How Can the Slope of an Incline Plane Affect the Motion of a Rolling Object?

[erok81]

Homework Statement

A snowball rolls off a roll that has a slope of 30* from the horizontal with a speed of 5.0 m/s. The edge of the roof is 10m above the ground. How far from the house (horizontally) does the snowball strike the ground?

Homework Equations

I'm using one of the kinematic equations - s_f=s_i+v_i t+1/2a(t)^2

The Attempt at a Solution

I know I need solve for both x and y planes. Solving for t on the y-axis gives me 3.016s to the ground.

Then plugging that in and using the same equation but solving for s_f...I get the wrong answer.

I know the angle of the roof the snowball falls from comes into play, but I don't know how. I thought it had something to do with the original position, but it doesn't. The only thing we've learned about inclined planes is their effect on gravity. Which doesn't apply to this problem.

Any pointers on how that roof slope comes into play?

 

[AEM]

Homework Statement

A snowball rolls off a roll that has a slope of 30* from the horizontal with a speed of 5.0 m/s. The edge of the roof is 10m above the ground. How far from the house (horizontally) does the snowball strike the ground?

Homework Equations

I'm using one of the kinematic equations - s_f=s_i+v_i t+1/2a(t)^2

The Attempt at a Solution

I know I need solve for both x and y planes. Solving for t on the y-axis gives me 3.016s to the ground.

Then plugging that in and using the same equation but solving for s_f...I get the wrong answer.

I know the angle of the roof the snowball falls from comes into play, but I don't know how. I thought it had something to do with the original position, but it doesn't. The only thing we've learned about inclined planes is their effect on gravity. Which doesn't apply to this problem.

Any pointers on how that roof slope comes into play?

Well, what you need to do is to use two of your kinematic equations. One for the horizontal direction and one for the vertical direction. You assume that the acceleration in the horizontal direction is zero (neglect air resistance). and take the vertical acceleration to be the acceleration of gravity. You will need the initial velocities in the horizontal and vertical directions. You get these from the slope of the roof and the velocity with which the ball leaves the roof. (Use a little trig to figure those out).

That should get you started.

 

[erok81]

Ooooh I think I get it. I was using 5.0 m/s as the initial velocity for both directions. But it isn't...at least I think it isn't.

So initial velocity is 2.5 downward and 4.33 horizontally.

Is that what you were referring to?

 

[erok81]

Ok...any more hints?

I tried it that way and am still wrong.

 

[AEM]

Ooooh I think I get it. I was using 5.0 m/s as the initial velocity for both directions. But it isn't...at least I think it isn't.

So initial velocity is 2.5 downward and 4.33 horizontally.

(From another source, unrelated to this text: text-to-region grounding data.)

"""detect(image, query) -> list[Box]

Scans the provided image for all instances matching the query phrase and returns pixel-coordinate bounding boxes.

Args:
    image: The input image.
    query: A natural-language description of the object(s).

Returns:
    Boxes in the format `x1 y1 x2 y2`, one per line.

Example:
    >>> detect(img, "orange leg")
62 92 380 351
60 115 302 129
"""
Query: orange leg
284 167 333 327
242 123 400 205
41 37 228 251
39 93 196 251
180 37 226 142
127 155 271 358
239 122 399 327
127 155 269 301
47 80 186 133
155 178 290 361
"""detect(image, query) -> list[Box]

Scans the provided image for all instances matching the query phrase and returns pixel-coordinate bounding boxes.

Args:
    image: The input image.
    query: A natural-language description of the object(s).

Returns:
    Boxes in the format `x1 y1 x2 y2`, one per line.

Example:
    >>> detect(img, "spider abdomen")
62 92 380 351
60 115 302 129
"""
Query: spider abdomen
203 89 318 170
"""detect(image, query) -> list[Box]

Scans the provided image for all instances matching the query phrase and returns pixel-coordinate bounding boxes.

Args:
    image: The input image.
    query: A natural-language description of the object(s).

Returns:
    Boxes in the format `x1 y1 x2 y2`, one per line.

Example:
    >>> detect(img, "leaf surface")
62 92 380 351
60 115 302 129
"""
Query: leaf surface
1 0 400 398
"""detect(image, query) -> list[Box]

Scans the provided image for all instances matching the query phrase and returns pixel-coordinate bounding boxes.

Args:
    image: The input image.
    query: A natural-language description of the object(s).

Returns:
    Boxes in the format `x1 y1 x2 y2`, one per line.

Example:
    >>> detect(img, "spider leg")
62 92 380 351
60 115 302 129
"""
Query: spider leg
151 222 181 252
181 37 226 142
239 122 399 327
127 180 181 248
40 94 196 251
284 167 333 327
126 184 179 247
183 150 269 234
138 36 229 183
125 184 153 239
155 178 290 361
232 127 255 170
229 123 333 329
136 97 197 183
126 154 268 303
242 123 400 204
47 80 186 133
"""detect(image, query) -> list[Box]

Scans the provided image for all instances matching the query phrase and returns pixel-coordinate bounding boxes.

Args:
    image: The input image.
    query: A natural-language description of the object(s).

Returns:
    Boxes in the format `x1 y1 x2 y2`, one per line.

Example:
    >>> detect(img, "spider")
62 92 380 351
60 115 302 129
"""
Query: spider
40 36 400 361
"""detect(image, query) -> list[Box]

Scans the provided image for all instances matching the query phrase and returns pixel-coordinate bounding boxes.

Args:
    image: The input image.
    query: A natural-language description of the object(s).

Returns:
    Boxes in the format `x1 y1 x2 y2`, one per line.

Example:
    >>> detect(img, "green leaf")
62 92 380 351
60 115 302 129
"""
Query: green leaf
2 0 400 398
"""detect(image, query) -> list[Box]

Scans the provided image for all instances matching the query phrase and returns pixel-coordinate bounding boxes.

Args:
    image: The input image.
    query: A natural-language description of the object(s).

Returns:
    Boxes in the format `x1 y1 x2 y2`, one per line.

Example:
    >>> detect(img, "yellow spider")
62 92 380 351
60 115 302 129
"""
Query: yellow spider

Is that what you were referring to?

That is what I was referring to. Your values for the initial velocity components are correct. I would place the origin of my coordinate system either at the point on the roof where the ball leaves the roof, or directly under it on the ground. Now write two equations:

X = X_0 + V_{0x} t

and

Y = Y_0 + V_{0y}t - \frac{1}{2} g t^2

Don't forget to put in the proper sign for your initial velocities.

You can eliminate the t variable and solve for the unknown that you want.